Where are the opportunities for AI beyond just "boosting efficiency"?
Where are the opportunities for AI beyond just "boosting efficiency"? After discussing with several AI professionals, I've come to a basic conclusion:
"Collaborating with industry experts to identify high-value scenarios and developing AI-generated content (AIGC) solutions for these scenarios might be more profitable."
So, how do we find these high-value scenarios in various industries?
I've found some relevant insights in books like Yu Jun's Product Methodology, The Product Philosophy Behind WeChat, and Product Reflections. Here's a summary based on my understanding.
Finding Opportunities:
Every era has its own set of products. How can we stay attuned to the subtle shifts of our times?
- New Media and Channels: When a new form of media or a new channel emerges, seizing it can open up new markets. Similarly, new policies can change supply and demand costs. The common factor in these opportunities is the change in "relative prices."Example: These new media, channels, or policies might offer lower competition and subsidies or conveniences, making it cheaper to achieve the same results.
- Leveraging Changes in Relative Prices: To profit from changes in relative prices, you need to be familiar with at least one platform or strategy, or have cross-domain experts you can trust.
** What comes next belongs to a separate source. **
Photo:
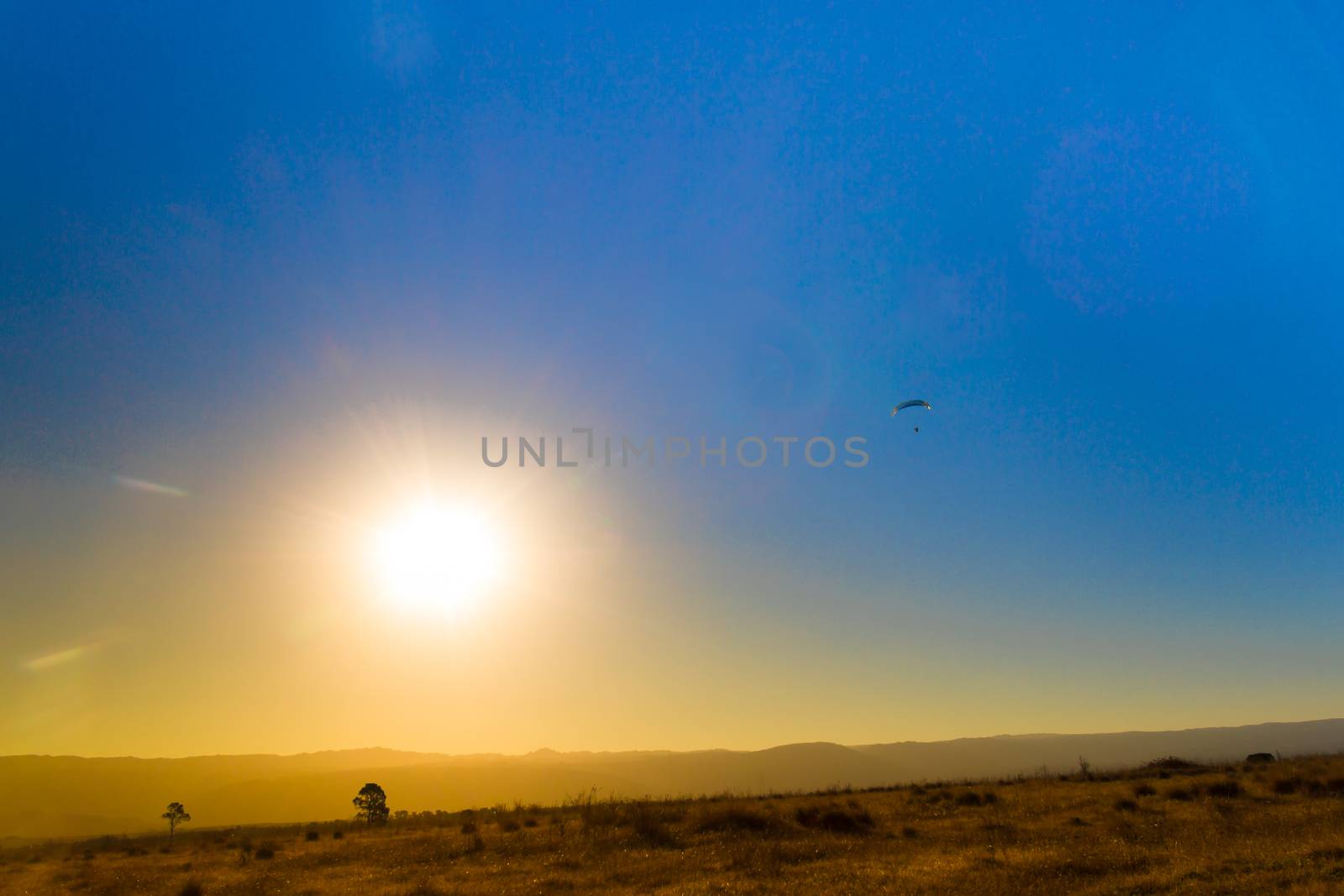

Essentially, you need to become an expert yourself or have the ability to collaborate with one.
- Technological Advancements: In the AI era, technological advancements often cause widespread excitement. Why does technology create value, especially when a new technology emerges that can drastically change the world? It's because it affects many elements' "relative prices," changing the optimal choices for people and creating a chain reaction.Example: AIGC significantly reduces the "relative cost" of content production, inevitably leading to a boom in content creation.
- The "New" in Technology: The novelty of technology can also be relative. For instance, when Nintendo designs hardware, they often use the concept of "lateral thinking with withered technology." This approach involves using outdated technology in new ways, significantly reducing costs.Example: Gunpei Yokoi of Nintendo invented a "Love Tester" toy that used simple conductivity to measure hand sweat, repurposing "withered" lie detector technology cheaply and creatively in the toy industry.
Making Products:
Why is defining a problem often more important than solving one? When we're struck by an idea, we usually focus on the solution, spending most of our energy there. However, many products fail not because they lack good solutions but because they didn't properly define the problem.
- Defining the Problem: Many companies struggle with this because "defining the problem" is hard and doesn't yield immediate results. It's easier to jump from one solution to another, which at least guarantees workload and demonstrable progress.
- Product Development Steps - Find, Copy, Surpass: It's said that during management meetings, Meituan's founder Wang Xing would first determine if a problem is new or old. For old problems, someone must have tried to solve them before—just find the benchmark and learn from it. New problems are rare, but if you find a good feature or service in a benchmark product, don't just analyze how it's implemented. Think about what user problem it solves, where it creates value, and how this value is distributed. Understanding this from a value perspective allows you to predict its trends and grasp user needs.
- Understanding Needs: The essence of needs often boils down to psychological desires. The driving force of psychological satisfaction far surpasses mere utility or cost-saving.Example: A cost-saving SMS alternative might not succeed, but WeChat, as a "way of life," has a much higher potential. This reflects the paramount importance of psychological satisfaction. One significant undercurrent of our times is the collective emotional state.